Chapter 19 Civil disobedience
Introduction
Civil disobedience is the non-violent breaking of a law on moral grounds. While
there were theorists of civil disobedience in the nineteenth and early twentieth
centuries, and the theory may be applicable to non-democratic societies, this
chapter focuses on the post-war discussion of civil disobedience in a liberal
democratic society. Although few people may ever engage in civil disobedience
in their lifetimes it is not a peripheral concept, for the justification of civil
disobedience touches on the moral basis of majoritarian democracy.
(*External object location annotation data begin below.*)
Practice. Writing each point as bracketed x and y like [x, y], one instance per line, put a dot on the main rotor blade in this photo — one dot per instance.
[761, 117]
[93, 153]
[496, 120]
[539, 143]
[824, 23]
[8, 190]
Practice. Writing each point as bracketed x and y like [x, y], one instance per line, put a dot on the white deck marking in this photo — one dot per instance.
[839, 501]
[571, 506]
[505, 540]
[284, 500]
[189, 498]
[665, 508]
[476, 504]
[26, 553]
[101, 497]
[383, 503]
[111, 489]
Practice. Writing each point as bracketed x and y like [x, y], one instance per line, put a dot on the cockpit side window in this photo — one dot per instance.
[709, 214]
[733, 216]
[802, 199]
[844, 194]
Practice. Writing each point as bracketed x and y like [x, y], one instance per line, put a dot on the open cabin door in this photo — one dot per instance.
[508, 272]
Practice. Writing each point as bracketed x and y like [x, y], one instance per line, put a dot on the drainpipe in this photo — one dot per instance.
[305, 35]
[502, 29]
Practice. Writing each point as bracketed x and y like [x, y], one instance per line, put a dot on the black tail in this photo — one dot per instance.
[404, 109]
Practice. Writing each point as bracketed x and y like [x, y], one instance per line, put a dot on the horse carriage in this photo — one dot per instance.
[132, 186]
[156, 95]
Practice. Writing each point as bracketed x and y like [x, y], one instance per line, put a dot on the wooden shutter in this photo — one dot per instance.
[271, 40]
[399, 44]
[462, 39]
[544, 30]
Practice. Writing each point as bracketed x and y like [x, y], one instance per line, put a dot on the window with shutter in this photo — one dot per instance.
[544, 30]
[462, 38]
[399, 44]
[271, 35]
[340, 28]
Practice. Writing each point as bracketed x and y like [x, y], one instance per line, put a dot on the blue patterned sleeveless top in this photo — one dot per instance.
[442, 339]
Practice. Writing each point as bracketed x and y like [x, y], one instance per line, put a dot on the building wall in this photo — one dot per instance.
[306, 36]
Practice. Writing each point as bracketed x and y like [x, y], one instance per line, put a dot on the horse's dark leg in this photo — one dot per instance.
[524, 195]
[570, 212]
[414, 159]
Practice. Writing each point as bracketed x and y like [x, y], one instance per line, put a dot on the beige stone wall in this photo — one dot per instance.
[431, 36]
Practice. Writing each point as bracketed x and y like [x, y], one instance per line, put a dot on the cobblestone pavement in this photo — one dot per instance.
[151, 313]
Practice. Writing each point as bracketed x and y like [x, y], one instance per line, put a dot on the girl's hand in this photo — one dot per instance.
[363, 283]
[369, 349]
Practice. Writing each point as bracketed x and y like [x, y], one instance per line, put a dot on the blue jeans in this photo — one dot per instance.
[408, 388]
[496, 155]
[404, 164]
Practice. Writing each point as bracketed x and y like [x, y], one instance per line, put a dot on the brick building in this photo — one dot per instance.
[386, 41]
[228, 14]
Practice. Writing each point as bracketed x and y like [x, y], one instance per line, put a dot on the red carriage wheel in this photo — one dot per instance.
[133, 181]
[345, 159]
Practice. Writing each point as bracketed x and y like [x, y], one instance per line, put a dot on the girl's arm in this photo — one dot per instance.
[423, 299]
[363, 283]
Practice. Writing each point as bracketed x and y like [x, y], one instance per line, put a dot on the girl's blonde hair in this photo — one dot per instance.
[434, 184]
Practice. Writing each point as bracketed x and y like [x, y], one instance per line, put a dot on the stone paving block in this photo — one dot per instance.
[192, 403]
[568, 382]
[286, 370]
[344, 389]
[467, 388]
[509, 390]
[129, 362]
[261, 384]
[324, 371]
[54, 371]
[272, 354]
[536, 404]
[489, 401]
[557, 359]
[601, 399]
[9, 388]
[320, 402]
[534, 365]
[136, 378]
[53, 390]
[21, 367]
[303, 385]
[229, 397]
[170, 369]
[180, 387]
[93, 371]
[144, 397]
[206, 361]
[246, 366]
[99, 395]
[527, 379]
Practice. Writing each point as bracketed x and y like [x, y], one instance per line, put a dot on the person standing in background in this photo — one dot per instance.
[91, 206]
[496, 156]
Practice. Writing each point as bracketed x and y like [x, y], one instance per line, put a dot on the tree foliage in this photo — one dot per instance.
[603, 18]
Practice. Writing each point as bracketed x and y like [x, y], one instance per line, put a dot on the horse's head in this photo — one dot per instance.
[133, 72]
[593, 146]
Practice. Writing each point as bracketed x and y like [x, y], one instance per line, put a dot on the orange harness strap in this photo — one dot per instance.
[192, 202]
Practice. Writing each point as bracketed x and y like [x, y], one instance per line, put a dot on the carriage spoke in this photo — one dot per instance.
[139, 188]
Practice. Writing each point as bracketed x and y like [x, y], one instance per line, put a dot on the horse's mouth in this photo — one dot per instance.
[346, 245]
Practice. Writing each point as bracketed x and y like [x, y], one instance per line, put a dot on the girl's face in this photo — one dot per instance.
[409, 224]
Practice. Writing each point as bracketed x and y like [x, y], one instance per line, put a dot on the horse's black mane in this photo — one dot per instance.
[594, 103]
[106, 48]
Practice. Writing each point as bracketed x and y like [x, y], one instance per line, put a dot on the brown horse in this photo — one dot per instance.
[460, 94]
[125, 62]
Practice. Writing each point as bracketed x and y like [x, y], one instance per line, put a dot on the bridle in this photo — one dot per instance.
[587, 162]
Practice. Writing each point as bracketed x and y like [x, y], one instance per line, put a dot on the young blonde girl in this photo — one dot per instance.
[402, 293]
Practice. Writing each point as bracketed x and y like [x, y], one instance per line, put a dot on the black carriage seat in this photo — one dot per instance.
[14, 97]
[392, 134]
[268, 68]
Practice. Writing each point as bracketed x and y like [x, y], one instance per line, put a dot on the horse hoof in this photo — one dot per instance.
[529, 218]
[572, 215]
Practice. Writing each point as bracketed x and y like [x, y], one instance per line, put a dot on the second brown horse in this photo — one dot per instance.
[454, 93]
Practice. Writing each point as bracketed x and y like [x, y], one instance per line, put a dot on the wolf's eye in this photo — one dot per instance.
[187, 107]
Whereas
in the pre-modern and early modern periods political theory was concerned
with the right to rebel, the fundamental question raised by civil disobedience
to a modern audience is this: how is it possible to have a general respect for
the rule of law and yet break specific laws?
Chapter map
In this chapter we will:
- Distinguish civil disobedience from
legal protest, revolution and ‘mere
criminality’. - Discuss whether we have a special
obligation to obey democratically
agreed laws. - Analyse one of the most influential
philosophical discussions of civil
disobedience – that advanced by John
Rawls.- Apply the theoretical discussion
of civil disobedience to a case study:
the Civil Rights Movement in the
United States. - Discuss Martin Luther King’s
justification of civil disobedience.